31Bs79/25g – OLG Wien Entscheidung
Kopf
Das Oberlandesgericht Wien hat als Berufungsgericht in der Strafsache gegen A* und weitere Angeklagte wegen § 3g Abs 1 VerbotsG und weiterer strafbarer Handlungen über I. die Berufungen des Angeklagten B* gegen das Urteil des Landesgerichts für Strafsachen Wien als Geschworenengericht vom 27. September 2024, GZ **–168.2 sowie II. dessen Beschwerde gegen den gemäß § 53 Abs 1 StGB iVm § 494a Abs 1 Z 4 StPO gefassten Beschluss, nach der unter dem Vorsitz des Richters Mag. Weber LL.M., im Beisein des Richter Mag. Spreitzer LL.M. und der Richterin Mag. Marchart als weitere Senatsmitglieder, in Gegenwart des Oberstaatsanwaltes Mag. Patrick Hinterleitner, des Angeklagten B* sowie seines Verteidigers Mag. Jürgen Augstein durchgeführten Berufungsverhandlung am 22. September 2025
I. zu Recht erkannt:
Spruch
Der Berufung wird nicht Folge gegeben.
Gemäß § 390a Abs 1 StPO fallen dem Angeklagten auch die Kosten des Berufungsverfahrens zur Last.
II. den
Beschluss
gefasst:
Der Beschwerde wird nicht Folge gegeben.
Text
Entscheidungsgründe:
Mit dem angefochtenen, auf dem Wahrspruch der Geschworenen beruhenden – auch unbekämpfte Verfalls- und Konfiskationsaussprüche sowie einen unbekämpften Privatbeteiligtenzuspruch enthaltenden - Urteil wurde – soweit im Verfahren über die von B* erhobenen Rechtsmittel relevant - der am ** geborene österreichische Staatsbürger B* des Verbrechens der nationalsozialistischen Wiederbetätigung nach § 3g Abs 1 VerbotsG (I/A/2/a/) und des Verbrechens der schweren Körperverletzung nach § 84 Abs 4 StGB (I/A/2/b/) schuldig erkannt und unter Anwendung des § 28 Abs 1 StGB nach § 3g Abs 1 VerbotsG unter aktenkonformer Vorhaftanrechnung zu einer Freiheitsstrafe von 18 Monaten verurteilt.
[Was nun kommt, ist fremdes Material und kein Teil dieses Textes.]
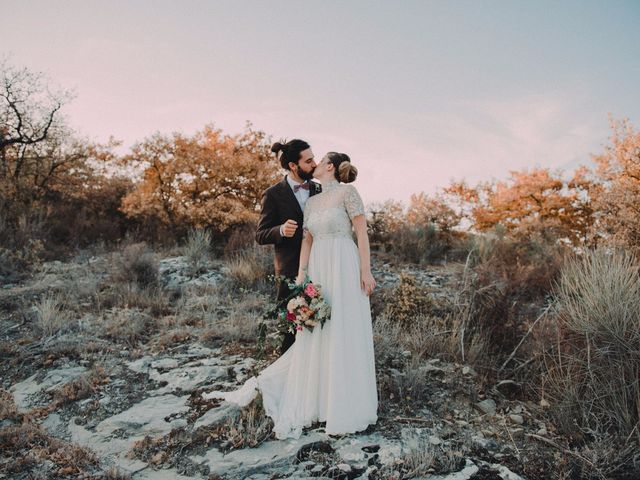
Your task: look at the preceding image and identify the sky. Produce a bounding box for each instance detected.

Mit gleichzeitig gefasstem Beschluss wurde gemäß § 53 Abs 1 StGB iVm § 494a Abs 1 Z 4 StPO die hinsichtlich B* mit Urteil des Bezirksgerichtes Ried im Innkreis vom 22. Dezember 2022 zu AZ ** gewährte bedingte Strafnachsicht widerrufen.
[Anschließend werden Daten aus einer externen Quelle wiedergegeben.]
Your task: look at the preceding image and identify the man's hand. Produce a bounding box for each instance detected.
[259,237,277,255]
Nach dem Inhalt des Schuldspruches I/A/2/ (soweit hier von Interesse) hat B*
a) sich auf andere als die in den §§ 3a bis 3f VerbotsG bezeichnete Weise im nationalsozialistischen Sinne betätigt, und zwar am 23. November 2019 an einem nicht mehr feststellbaren Ort innerhalb des Landesgerichtssprengels Ried im Innkreis, indem er via Handy-Chatprogramm „WhatsApp“ an A* eine Bild/Text-Kombination zeigend Adolf Hitler mit dem Text „KUCK KUCK“ versandte, womit die Person Adolf Hitlers glorifiziert wird,
b) am 1. September 2023 in ** auf der Treppe zur Toilette der Weinhalle im Messegelände, C* von hinten attackiert und diesem einen starken Schlag auf den Hinterkopf und danach mehrere Faustschläge gegen den Kopf und ins Gesicht versetzt, wodurch C* den linken oberen Schneidezahn verlor, einen Schaden am danebenliegenden Zahn und eine Rissquetschwunde an der Oberlippe, sohin eine an sich schwere Verletzung am Körper erlitt.
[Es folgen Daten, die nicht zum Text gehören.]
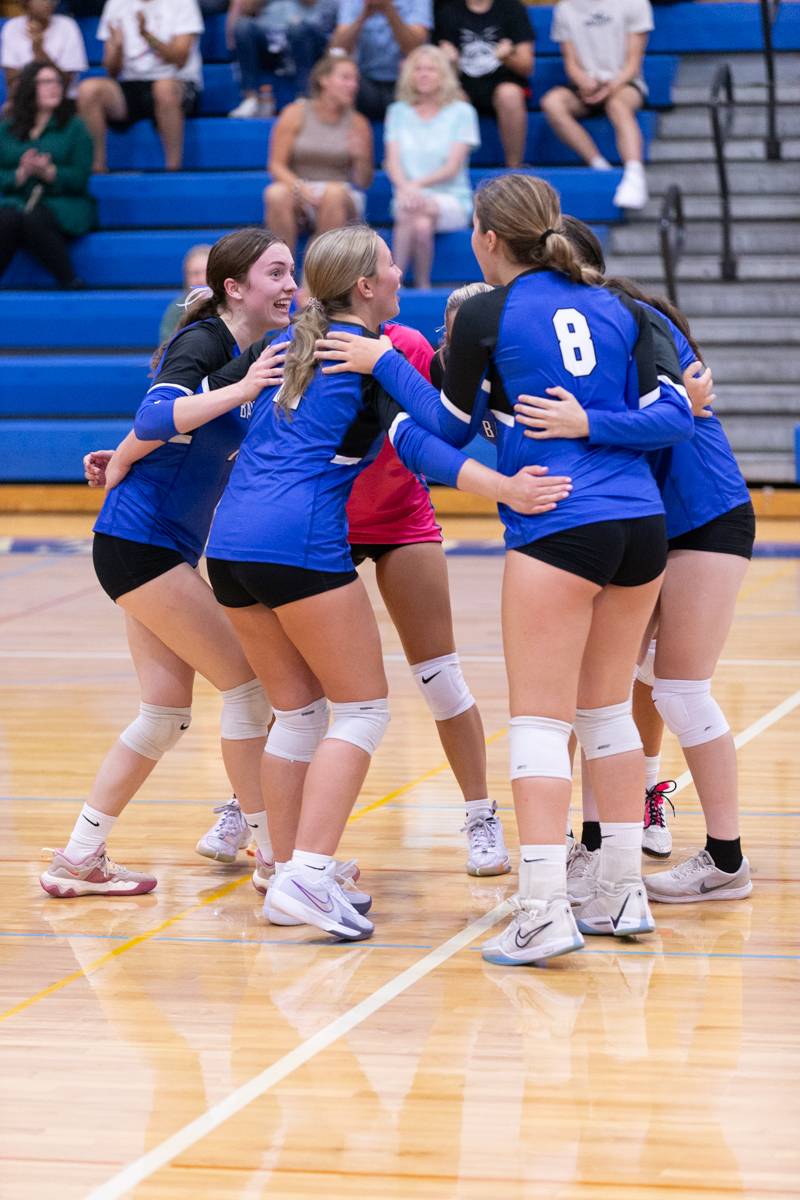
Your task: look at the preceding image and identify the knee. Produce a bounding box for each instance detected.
[494,82,524,113]
[77,77,104,108]
[325,698,390,757]
[152,79,182,108]
[266,696,329,762]
[411,653,474,722]
[509,715,572,781]
[540,87,567,117]
[120,703,192,760]
[264,181,289,206]
[220,678,272,741]
[652,677,729,748]
[574,700,642,760]
[322,182,350,207]
[412,212,434,237]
Bei der Strafbemessung wertete das Kollegialgericht als erschwerend „die zwei, teils einschlägigen Vorstrafen“, den raschen Rückfall innerhalb offener Probezeit und das Zusammentreffen von zwei Verbrechen. Als mildernd wurden hingegen das teilweise Geständnis und die lange Verfahrensdauer, und zwar im Ausmaß von drei Monaten, berücksichtigt.
Nach Zurückweisung der vom Angeklagten B* erhobenen Nichtigkeitsbeschwerde mit Beschluss des Obersten Gerichtshofs vom 25. Februar 2025, GZ 11 Os 151/24a-4, ist nunmehr über dessen rechtzeitig (ON 170) angemeldete und zu ON 183 ausgeführte Berufung und Beschwerde zu entscheiden, mit der er eine Herabsetzung der verhängten Freiheitsstrafe anstrebt sowie in Stattgebung der Beschwerde beantragt, die vom Bezirksgerichts Ried im Innkreis mit Urteil vom 22. Dezember 2022 zu AZ ** gewährte bedingte Strafnachsicht nicht zu widerrufen.
Rechtliche Beurteilung
Der Berufung kommt keine Berechtigung zu.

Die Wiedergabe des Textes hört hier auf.